I think now, even globally, people are beginning to recognise, at least when you hear discussions like these, that the issues of indigenous people are not only issues of being poor. But that, very often, they have in their knowledge systems information that is quite unique and important, especially today when we face the challenge of climate change.
Here is an example: I went to a village in Meghalaya where they showed me the markings for a particular river. There is an insect there and when that insect crosses a particular mark, it will be a year of flooding. And it always happens.
Does that work even now with the weather seemingly more unpredictable?
Yes it does, because these are localised systems.
Another such system is when the people see thousands of worms going towards the river. They know it will be a dry year and they change their cropping pattern. They grow more millet than rice. But when the worms start moving to higher ground, it means there will be rain and floods. So they grow paddy.
Most communities have this sort of knowledge that we, in our systems, do not acknowledge. Our challenge is to see how we use that knowledge system and combine it with science.
Are there people working towards that?
Yes. We had the principle scientist of a national organisation come to Meghalaya once. We were sitting atop a hill where the main road passes and the communities live 3,000 steps below. We were talking about the impact of climate change and the community said they had been moving their crops higher every year.
At this, the scientist asked me, “Do you realise Phrang, what they are saying? If the heat goes up the way it is, 60 years from now, all these crops will come to this level. What if they can’t go higher? Your traditional knowledge will not help then. This is where you need agricultural research.”
I thought that was a very important lesson. Our knowledge systems, both traditional and modern, have gaps. Are there ways in which we can make them speak to each other?
How do you learn from the knowledge systems of others, given that each framework is so localised and relevant to one’s own context? At what points can such interactions occur?

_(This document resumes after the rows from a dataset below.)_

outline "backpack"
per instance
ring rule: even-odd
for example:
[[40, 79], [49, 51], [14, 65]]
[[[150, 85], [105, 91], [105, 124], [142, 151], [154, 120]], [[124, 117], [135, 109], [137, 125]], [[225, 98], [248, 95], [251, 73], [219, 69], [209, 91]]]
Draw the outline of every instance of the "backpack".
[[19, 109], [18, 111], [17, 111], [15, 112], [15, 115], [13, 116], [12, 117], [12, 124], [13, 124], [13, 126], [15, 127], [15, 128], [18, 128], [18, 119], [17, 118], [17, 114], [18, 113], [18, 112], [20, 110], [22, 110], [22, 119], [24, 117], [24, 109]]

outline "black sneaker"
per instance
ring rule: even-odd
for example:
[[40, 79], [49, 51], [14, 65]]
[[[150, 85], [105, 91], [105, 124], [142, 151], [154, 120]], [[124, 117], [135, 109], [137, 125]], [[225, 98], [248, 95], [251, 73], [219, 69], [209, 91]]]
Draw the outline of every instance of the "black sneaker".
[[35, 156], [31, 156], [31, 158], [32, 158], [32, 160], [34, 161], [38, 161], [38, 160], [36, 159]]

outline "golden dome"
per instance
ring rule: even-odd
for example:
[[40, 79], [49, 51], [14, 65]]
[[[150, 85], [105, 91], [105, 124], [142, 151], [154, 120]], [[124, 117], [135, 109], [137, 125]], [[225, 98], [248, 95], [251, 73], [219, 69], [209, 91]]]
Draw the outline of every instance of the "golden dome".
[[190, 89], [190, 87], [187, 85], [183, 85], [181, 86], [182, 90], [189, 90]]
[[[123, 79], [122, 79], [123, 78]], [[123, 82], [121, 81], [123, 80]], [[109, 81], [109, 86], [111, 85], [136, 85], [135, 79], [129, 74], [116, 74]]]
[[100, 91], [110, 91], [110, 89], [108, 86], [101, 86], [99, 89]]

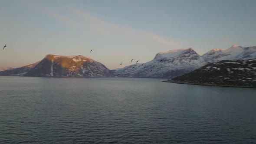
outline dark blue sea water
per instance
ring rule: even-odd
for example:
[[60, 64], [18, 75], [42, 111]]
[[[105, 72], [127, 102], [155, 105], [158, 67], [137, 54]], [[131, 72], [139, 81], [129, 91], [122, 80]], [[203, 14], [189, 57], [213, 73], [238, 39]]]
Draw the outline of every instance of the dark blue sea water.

It is difficult for two reasons, in my experience. The first is that within indigenous communities themselves, there is, because of our respect for elders, a certain amount of romanticising of that knowledge.
By that, I mean there are certain things they do that I think need to change. In my community, for example, when somebody comes to your house, you have to offer them paan. But that has caused so much cancer in our area. So, I think some sort of change should take place.
The other problem is with science – the indigenous people find it difficult to understand this “voodoo” language. So, for a person coming from another knowledge system, some land might appear to be barren. He may use that as an argument to take that land away from the community.
These are the sort of problems both sides face. We need to create a platform or a forum where we acknowledge the two as different, and equal, knowledge systems. That is the problem. We do not acknowledge them as equal.
What happens when the government’s views on development enter the picture? Or market pressures?
The forces of both the government and the market are playing havoc with the lives of people. Not because they have any evil intentions, per se. They have their own agenda, which all of us, including indigenous peoples, have.
I think, first and foremost, it is important for indigenous communities to be connected to each other. Then they can speak from a position of strength. And once connected, we should give them a chance to discuss among themselves and with others what they can gain from this sharing of information.
When it comes to companies, their interests are much higher. Therefore, the people must be encouraged to say no – when they feel it is right to say no. And trained groups such as activists and non-governmental organisations have a role to play in this aspect.
We should, as far as possible, try to be inclusive and involve everyone, but there is also a stage where you must defend your own interests, at times when you must empower people to stand up for themselves.
Scroll.in staffer Mridula Chari attended the Terra Madre Salone del Gusto event in September at the invitation of Slow Food International.